2. Contrary to appellant’s contentions, the general verdict of $8,000 was supported by the evidence.

3. During the closing argument, counsel for appellee addressed the jury as follows: "Mrs. Spainhour said that she did this all the time. This is standard procedure with her renters. Would it be proper, would it be fitting, would it be in keeping with our American spirit,.to take out a criminal warrant against Mrs. Spainhour for extortion? That is what she is doing... She is extorting money by the use of criminal warrants.”

Appellant, citing Brown v. Wilson, 55 Ga. App. 262 (4) (189 SE 860), urges that a mistrial ought to have been granted for counsel’s statement, notwithstanding the court’s curative instructions and rebuking of counsel. This is not well taken.
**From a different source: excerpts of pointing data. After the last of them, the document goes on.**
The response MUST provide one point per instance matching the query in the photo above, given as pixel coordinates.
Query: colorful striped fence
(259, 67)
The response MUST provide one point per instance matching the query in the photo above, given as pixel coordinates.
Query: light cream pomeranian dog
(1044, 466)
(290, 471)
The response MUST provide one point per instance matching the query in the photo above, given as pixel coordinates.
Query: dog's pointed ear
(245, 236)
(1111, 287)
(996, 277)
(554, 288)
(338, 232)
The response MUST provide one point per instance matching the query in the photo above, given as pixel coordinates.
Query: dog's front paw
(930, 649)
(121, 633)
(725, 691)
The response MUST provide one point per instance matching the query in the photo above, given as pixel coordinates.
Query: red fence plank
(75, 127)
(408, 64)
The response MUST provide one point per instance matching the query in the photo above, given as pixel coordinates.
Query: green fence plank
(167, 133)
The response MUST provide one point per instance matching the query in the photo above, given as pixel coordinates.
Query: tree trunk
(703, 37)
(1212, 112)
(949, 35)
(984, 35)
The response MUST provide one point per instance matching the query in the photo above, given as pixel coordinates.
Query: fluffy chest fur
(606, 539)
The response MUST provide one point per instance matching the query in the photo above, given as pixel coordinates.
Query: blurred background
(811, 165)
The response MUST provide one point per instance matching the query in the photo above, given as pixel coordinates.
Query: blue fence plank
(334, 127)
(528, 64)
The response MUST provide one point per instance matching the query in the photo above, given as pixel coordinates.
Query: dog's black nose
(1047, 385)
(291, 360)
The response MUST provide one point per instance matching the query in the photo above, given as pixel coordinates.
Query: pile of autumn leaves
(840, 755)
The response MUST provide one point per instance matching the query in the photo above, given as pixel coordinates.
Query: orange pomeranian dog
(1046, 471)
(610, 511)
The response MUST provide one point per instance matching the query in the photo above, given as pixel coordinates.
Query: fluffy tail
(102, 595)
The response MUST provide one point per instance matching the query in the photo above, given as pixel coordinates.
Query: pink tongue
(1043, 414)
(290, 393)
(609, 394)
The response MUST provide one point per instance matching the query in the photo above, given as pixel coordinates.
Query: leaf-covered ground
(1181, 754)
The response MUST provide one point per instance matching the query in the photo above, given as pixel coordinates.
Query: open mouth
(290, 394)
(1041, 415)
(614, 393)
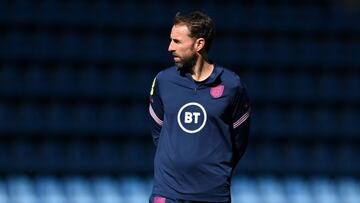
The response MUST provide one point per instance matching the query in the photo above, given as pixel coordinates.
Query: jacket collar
(214, 77)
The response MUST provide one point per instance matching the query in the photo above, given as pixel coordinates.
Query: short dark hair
(199, 24)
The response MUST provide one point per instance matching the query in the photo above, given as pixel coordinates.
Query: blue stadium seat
(349, 190)
(64, 82)
(78, 190)
(347, 123)
(118, 82)
(271, 190)
(133, 190)
(303, 88)
(21, 190)
(330, 88)
(137, 119)
(112, 118)
(3, 192)
(299, 122)
(297, 158)
(72, 45)
(50, 190)
(31, 118)
(7, 118)
(37, 81)
(351, 89)
(324, 190)
(244, 189)
(91, 82)
(297, 190)
(59, 118)
(10, 80)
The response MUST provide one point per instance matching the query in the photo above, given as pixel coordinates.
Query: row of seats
(102, 154)
(106, 189)
(234, 14)
(251, 50)
(113, 117)
(81, 118)
(104, 83)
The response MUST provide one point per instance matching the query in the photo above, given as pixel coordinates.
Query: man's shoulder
(231, 78)
(167, 73)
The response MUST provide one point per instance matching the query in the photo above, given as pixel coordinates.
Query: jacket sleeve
(241, 110)
(156, 112)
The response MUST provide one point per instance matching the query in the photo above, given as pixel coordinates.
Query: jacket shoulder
(232, 79)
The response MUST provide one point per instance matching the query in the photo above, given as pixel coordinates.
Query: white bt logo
(190, 119)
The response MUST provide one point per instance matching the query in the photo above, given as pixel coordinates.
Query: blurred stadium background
(75, 77)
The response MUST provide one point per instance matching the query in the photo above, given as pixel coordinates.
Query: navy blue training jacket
(200, 130)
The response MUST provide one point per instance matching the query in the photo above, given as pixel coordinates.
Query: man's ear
(199, 44)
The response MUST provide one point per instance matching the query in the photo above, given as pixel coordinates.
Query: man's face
(182, 47)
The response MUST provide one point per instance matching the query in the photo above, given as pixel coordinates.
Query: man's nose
(171, 47)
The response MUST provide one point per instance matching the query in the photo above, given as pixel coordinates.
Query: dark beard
(187, 63)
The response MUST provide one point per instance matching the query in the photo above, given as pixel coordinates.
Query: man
(200, 119)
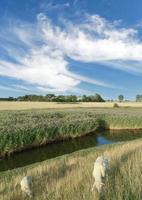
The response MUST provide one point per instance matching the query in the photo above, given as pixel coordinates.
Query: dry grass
(70, 177)
(4, 105)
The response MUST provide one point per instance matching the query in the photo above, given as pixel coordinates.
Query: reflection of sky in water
(101, 141)
(65, 147)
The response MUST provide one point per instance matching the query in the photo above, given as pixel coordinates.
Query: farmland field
(70, 177)
(5, 105)
(25, 129)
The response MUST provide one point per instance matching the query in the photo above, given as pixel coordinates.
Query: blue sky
(71, 47)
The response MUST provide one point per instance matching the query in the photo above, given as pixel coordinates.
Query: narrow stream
(54, 150)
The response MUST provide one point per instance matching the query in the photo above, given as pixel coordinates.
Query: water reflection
(65, 147)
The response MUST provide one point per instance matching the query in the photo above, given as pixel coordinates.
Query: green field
(24, 129)
(70, 177)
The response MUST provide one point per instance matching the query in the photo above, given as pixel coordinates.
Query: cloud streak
(40, 51)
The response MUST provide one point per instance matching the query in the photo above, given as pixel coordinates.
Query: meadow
(21, 105)
(69, 177)
(29, 128)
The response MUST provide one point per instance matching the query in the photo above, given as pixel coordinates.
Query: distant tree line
(57, 98)
(139, 98)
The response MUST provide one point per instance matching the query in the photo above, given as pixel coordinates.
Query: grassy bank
(23, 129)
(6, 105)
(70, 177)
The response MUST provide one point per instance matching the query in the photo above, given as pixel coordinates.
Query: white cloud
(42, 61)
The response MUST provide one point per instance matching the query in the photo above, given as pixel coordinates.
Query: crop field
(5, 105)
(70, 177)
(24, 129)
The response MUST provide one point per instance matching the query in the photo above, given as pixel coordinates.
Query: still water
(57, 149)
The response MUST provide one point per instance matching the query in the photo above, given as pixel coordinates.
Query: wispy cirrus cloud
(40, 51)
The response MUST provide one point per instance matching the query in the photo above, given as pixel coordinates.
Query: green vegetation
(24, 129)
(70, 177)
(56, 98)
(120, 98)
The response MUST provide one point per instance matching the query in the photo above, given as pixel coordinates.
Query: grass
(70, 177)
(24, 129)
(5, 105)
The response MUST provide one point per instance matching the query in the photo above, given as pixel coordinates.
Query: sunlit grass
(70, 177)
(23, 129)
(5, 105)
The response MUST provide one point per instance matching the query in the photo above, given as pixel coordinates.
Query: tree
(120, 98)
(138, 98)
(98, 98)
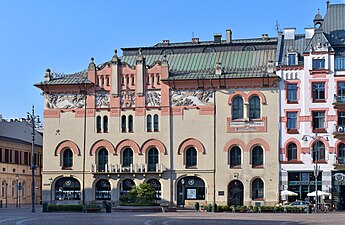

Since the remark of counsel was not without foundation and was, in fact, an underlying basis of appellee’s suit (see, in this regard, Timeplan &c. Corp. v. Colbert, 108 Ga. App. 753, 756 (134 SE2d 476); compare Brown, supra), we refuse to hold that a mistrial was required in spite of the court’s corrective actions. For other situations where counsel’s argument was held not to require a mistrial, see Seaboard Air Line R. v. Horning, 18 Ga. App. 396 (3) (89 SE 493), involving counsel’s claim that *863the defendant had bribed a witness; and Reeder v. State, 69 Ga. App. 705 (4) (26 SE2d 481), where counsel argued that a lottery operation was équivalent to "robbery.”

Argued. November 5,1979 — Decided January 7, 1980. Robert E. Andrews, for appellant. Robert J. Reed, Douglas Parks, for appellee.

Judgment affirmed.

Deen, C. J., and Carley, J., concur.